Mach einfach mal eine der optionen die ich Dir vorgeschlagen habe, dann wird es auch gehen.


----------



## rootless (14. Apr. 2009)

hallo

sorry für die verstpätete antwort.

grundsätzlich dachte ich das es so konfiguriert sei egal über welche domain /webmail zbsp immer aufrufbar ist.
wenn du schreibst, web für die anlegen -> also mache ich einen user, mit pfad zu diesen betroffenen ordnern und dann?

also bis jetzt hab ich das immer noch nicht zum laufen gebracht. muss ich sonst noch was beachten?


----------



## Till (15. Apr. 2009)

> grundsätzlich dachte ich das es so konfiguriert sei egal über welche domain /webmail zbsp immer aufrufbar ist.


Nein, das ist bei den Paketen der Linuxdistributionen nie der Fall.



> wenn du schreibst, web für die anlegen -> also mache ich einen user, mit pfad zu diesen betroffenen ordnern und dann?


Ein Web anlegen, keinen user. Du legst ein Web an und in dieses Web kannst Du beliebige Scripte installieren. Ein Webmail Programm oder phpmyadmin sind auch nur ein script. das kopiert man da einfach rein und passt ggf. noch dessen Konfigurationsdatei an.


----------



## rootless (15. Apr. 2009)

okay. danke till, ich werds gleichmal probieren.

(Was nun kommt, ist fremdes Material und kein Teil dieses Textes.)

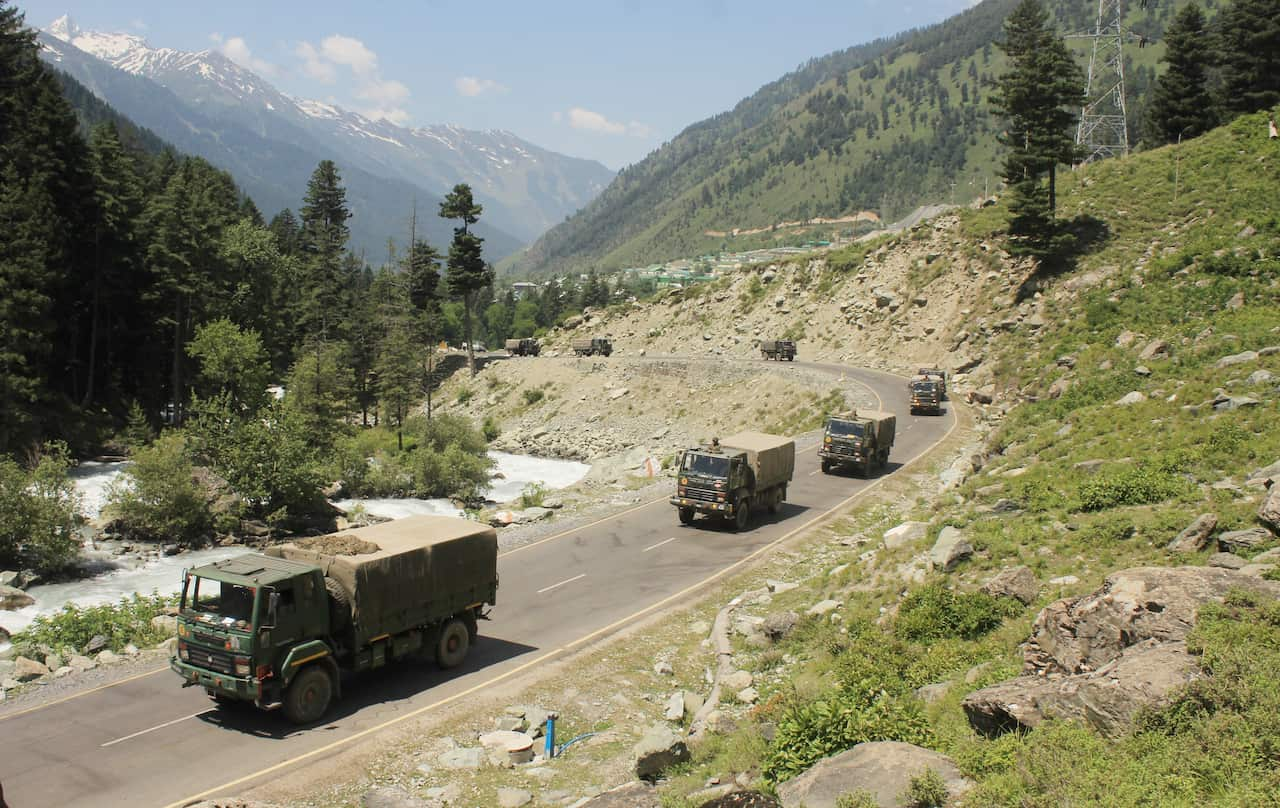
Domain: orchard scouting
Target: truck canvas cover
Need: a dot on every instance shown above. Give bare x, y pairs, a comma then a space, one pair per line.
772, 457
398, 571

aber da sehe ich gerade das das nächste problem auftaucht. und zwar sagen wir mal wir haben 3 domains eingerichtet (ps: nur das du es weisst, hab alles nochmal frisch installiert, schritt für schritt nach der anleitung und ohne fehler)

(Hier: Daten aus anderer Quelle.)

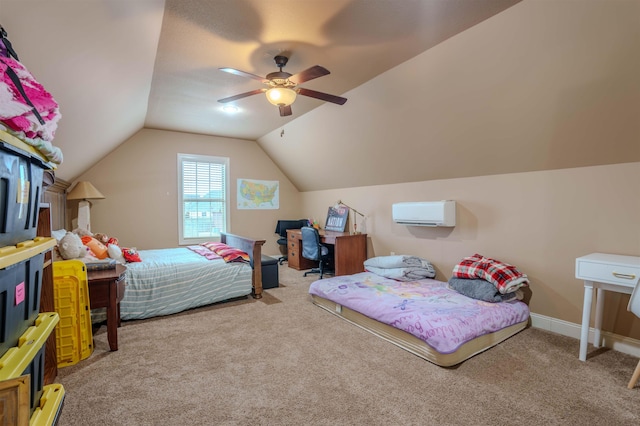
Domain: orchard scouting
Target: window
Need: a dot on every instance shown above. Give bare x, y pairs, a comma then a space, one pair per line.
202, 197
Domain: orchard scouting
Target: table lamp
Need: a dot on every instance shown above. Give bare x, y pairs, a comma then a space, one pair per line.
84, 191
355, 218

ip server und server1.domain.com

domain1.com
domain2.com
domain3.com

ich hab als allererstes die domain1.com eingerichtet, da normale html dateien drin und das läuft per aufruf www.domain1.com
richte ich jetzt domain2.com und domain3.com ein dann wird mir immer das von domain1.com angezeigt, auch wenn ich jetzt die server ip oder server1.domain.com eingebe.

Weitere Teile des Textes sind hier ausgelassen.